Al contrario, que el terrorismo etarra sea cada vez más selectivo quiere decir que no todos estamos destinados por igual a ser sus blancos, que unos lo son con mayor probabilidad que otros. En el tren de Atocha podría haber viajado casi cualquiera, pero hace tiempo que en Euskadi las papeletas de víctima no se distribuyen al azar. No es verdad, pues, que "ETA mata cuando puede, donde puede y a quien puede". Además de por ciertas razones profesionales (policías o jueces) y político-representativas (concejales o diputados), en ese grupo de riesgo se ingresa voluntariamente cuando la conciencia ciudadana empuja a unos pocos a enfrentarse a ese mal público. Así las cosas, y lo mismo que algunos arriesgan, muchos otros se esfuerzan en evitar el menor riesgo. Al margen de que tal vez pudieran salpicarnos efectos colaterales, frente a este terrorismo local quien más, quien menos sabe cómo negociar su tranquilidad. Basta con la fingida o abierta asunción de las premisas y tópicos del adversario, con gestos visibles de acción u omisión, con silencios elocuentes en los momentos debidos. ¿Hará falta añadir que los primeros destinatarios de tales gestos, quienes toman nota de nuestra conducta y mayor temor nos producen, no son los componentes del comando armado, sino otros muchos próximos a los terroristas... y a nosotros?

Y es que ahí reside una diferencia clave del terrorismo que nos cae más a mano: que cuenta con arraigo y consentimiento entre la población; que dispone de cómplices entre nosotros.
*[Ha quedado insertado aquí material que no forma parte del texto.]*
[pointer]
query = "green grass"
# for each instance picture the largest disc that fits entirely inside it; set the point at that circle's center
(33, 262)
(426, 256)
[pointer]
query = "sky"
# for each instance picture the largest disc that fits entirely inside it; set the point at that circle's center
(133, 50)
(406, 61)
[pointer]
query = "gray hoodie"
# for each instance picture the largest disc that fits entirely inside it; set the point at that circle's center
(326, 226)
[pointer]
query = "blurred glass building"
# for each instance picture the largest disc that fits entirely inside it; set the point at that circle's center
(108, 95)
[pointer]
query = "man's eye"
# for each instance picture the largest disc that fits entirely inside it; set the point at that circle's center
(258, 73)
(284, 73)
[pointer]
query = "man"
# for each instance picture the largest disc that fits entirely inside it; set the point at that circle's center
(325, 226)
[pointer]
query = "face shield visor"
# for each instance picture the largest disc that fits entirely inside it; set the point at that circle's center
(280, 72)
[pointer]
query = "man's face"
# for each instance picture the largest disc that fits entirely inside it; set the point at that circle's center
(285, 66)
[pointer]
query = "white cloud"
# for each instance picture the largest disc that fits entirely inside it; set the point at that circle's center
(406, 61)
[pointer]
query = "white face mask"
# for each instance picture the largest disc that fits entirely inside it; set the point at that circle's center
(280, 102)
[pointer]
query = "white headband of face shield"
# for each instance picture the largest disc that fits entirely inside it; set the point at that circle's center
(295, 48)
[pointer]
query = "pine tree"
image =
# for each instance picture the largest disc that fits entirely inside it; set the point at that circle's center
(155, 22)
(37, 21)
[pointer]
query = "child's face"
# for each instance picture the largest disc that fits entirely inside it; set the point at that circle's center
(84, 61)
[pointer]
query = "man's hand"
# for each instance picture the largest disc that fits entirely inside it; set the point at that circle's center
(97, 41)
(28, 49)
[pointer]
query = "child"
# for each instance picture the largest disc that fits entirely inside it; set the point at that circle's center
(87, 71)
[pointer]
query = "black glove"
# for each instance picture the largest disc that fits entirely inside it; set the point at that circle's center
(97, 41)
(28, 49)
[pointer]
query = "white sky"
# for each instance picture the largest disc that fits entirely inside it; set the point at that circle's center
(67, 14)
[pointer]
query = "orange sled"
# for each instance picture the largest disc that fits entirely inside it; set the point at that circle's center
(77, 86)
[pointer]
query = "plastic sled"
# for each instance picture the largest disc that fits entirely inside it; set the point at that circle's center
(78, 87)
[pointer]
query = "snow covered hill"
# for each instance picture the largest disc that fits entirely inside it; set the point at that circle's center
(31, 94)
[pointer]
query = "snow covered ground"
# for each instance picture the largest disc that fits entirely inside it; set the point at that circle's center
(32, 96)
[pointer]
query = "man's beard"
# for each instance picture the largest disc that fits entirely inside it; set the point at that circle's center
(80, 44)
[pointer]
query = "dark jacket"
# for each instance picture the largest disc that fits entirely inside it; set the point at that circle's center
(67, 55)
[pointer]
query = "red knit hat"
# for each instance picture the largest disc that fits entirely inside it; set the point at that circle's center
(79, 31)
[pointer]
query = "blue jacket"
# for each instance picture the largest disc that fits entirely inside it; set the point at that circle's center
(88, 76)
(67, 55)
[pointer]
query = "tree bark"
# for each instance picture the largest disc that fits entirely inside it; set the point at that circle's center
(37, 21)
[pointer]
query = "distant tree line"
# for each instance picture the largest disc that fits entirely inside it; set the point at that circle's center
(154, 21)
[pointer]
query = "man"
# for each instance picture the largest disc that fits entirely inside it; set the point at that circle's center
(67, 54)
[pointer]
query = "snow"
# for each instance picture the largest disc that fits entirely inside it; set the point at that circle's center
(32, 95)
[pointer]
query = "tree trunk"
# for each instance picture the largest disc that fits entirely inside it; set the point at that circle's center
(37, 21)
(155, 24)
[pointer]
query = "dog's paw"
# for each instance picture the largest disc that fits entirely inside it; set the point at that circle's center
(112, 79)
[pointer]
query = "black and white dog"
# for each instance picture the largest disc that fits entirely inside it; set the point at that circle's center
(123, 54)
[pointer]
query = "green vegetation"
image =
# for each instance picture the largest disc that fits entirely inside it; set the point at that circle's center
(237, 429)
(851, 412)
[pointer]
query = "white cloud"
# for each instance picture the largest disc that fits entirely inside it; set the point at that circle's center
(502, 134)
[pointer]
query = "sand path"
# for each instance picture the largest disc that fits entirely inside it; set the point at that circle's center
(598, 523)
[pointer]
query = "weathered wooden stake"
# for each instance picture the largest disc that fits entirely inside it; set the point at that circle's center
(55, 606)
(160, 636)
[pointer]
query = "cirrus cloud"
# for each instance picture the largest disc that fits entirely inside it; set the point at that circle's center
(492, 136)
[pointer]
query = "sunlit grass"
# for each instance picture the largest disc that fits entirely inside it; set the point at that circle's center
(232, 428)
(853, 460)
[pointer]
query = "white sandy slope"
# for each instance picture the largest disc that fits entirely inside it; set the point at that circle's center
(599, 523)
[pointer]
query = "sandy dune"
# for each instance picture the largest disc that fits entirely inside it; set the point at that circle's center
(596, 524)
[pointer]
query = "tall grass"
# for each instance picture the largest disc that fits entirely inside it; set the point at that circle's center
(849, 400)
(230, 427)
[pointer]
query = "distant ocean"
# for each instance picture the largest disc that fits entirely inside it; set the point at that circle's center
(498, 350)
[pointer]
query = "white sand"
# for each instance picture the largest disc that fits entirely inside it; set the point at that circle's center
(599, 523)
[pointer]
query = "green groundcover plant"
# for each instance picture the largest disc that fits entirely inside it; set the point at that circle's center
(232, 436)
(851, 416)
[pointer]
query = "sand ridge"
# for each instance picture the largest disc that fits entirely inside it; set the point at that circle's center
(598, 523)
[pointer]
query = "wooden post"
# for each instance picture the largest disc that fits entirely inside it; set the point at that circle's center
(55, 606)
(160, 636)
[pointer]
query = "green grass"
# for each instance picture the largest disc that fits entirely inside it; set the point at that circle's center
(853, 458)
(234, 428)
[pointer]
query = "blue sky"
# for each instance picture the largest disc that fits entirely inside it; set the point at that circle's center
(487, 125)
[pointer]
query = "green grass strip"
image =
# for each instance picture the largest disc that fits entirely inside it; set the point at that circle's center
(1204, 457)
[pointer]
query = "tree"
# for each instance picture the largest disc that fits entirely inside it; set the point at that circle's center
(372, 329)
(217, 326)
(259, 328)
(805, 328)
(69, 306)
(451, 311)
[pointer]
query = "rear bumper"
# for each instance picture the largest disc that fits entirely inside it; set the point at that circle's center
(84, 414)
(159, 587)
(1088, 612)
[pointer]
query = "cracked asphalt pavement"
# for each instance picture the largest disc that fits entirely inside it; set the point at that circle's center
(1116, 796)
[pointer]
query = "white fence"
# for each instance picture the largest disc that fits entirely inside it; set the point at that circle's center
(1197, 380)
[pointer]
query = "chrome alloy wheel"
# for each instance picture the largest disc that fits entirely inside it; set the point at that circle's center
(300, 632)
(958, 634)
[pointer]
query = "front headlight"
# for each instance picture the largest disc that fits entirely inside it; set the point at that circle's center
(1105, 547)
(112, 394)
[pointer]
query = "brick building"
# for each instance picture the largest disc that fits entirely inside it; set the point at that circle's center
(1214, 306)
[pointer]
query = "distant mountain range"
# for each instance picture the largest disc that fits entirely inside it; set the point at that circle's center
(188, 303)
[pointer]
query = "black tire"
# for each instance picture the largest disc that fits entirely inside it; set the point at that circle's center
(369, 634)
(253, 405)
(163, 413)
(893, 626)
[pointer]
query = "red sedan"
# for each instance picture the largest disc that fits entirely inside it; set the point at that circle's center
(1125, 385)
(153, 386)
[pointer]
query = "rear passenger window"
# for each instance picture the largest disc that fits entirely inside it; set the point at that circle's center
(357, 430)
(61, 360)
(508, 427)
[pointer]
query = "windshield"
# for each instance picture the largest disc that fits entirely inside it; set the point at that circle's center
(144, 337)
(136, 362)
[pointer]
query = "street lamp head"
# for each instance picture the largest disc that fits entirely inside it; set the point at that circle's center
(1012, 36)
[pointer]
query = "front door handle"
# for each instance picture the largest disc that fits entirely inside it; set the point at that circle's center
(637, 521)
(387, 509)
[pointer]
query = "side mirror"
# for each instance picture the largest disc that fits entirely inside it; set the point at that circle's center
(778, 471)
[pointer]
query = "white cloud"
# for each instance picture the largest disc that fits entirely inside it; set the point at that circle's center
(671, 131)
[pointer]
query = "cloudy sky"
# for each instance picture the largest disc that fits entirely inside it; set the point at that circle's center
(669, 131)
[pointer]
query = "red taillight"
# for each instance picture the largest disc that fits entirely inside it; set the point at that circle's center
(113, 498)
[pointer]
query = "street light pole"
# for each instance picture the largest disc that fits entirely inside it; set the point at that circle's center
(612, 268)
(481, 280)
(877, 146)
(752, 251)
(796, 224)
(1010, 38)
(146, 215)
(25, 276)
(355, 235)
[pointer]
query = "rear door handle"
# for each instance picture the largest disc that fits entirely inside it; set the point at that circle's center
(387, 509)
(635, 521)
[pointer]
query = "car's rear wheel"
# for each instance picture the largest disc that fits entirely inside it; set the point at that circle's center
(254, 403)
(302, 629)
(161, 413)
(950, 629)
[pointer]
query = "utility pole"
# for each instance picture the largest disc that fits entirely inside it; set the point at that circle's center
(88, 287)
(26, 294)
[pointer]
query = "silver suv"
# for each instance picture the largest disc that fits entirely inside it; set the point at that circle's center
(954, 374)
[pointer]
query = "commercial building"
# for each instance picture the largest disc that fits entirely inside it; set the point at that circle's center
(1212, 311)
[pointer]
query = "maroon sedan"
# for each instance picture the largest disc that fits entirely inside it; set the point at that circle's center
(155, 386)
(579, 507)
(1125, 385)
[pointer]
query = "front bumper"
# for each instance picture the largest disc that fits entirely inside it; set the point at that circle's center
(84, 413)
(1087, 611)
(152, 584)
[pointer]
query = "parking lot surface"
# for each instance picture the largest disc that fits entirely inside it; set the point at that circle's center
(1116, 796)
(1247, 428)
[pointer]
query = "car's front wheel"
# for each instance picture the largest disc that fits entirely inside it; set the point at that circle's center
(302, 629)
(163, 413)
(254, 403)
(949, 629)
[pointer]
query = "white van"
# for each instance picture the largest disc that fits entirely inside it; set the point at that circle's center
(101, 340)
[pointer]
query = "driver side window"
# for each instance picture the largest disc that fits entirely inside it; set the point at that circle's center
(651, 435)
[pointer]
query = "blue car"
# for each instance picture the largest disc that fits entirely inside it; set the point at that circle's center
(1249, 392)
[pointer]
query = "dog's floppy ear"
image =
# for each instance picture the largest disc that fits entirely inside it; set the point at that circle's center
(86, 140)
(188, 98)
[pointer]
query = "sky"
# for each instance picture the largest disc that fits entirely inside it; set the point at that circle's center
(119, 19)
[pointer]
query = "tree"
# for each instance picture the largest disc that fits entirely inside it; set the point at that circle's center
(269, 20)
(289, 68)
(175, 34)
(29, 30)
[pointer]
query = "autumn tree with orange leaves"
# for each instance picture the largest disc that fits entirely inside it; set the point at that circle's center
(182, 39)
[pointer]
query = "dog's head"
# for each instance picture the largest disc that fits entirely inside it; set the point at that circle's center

Entre los terroristas y la gente se extiende ahora un terreno densamente poblado. El terrorismo tiene sus voceros políticos y sus vínculos asociativos de toda índole. Hasta el mismísimo Gobierno vasco recurrió la ilegalización de sus seguidores, desobedeció la orden judicial de disolver su grupo parlamentario, les concede cuantiosas subvenciones, se beneficia de sus votos y ahora mismo protesta por la exclusión de la plataforma electoral bajo la que se disfrazan... Ése es el nutrido apoyo que impide a nuestro terrorismo comportarse de un modo ciego; si esa "honrada" militancia ha de quedar a salvo, su terror tendrá que discriminar e ir por barrios.

Por todo eso, y en contraste con la especie anterior, aquí hay más lugar a la valentía o cobardía ciudadanas. Ya no vale decir que para la banda terrorista culpables somos todos, porque a la vista está que ella distingue entre sus amigos y sus enemigos. Ni tampoco vale por el otro lado proclamar una inocencia universal ante este terrorismo. En lo que atañe a sus medios, unos señalan al terror sus dianas y otros pasan a encarnarlas. Están también los que, sin llegar a tanto, comparten los afanes de los terroristas en bastante mayor medida que (mejor dicho: contra) los de los partidos democráticos. Y están, no se olvide, los cómplices de los cómplices. Pues bien, en tan perversa situación estas víctimas no lo son únicamente de los terroristas, sino también de sus cómplices; no se sienten tan sólo agredidas por los armados y sus auxiliares, sino, además, condenadas o abandonadas a su suerte por tantos que lo consienten...

¿Se comprende, entonces, por qué las víctimas de los diferentes terrorismos son diferentes? No por ser víctimas en grados distintos, o las de allá más inocentes que las de acá o tener diversos derechos a nuestra atención. Lo son porque, siendo nosotros más responsables de una clase de víctimas que de otras, ellas nos interpelan asimismo de modo distinto. A ver cómo les hacemos la justicia que cada una de ellas reclama.

Aurelio Arteta es catedrático de Filosofía Moral y Política de la Universidad del País Vasco.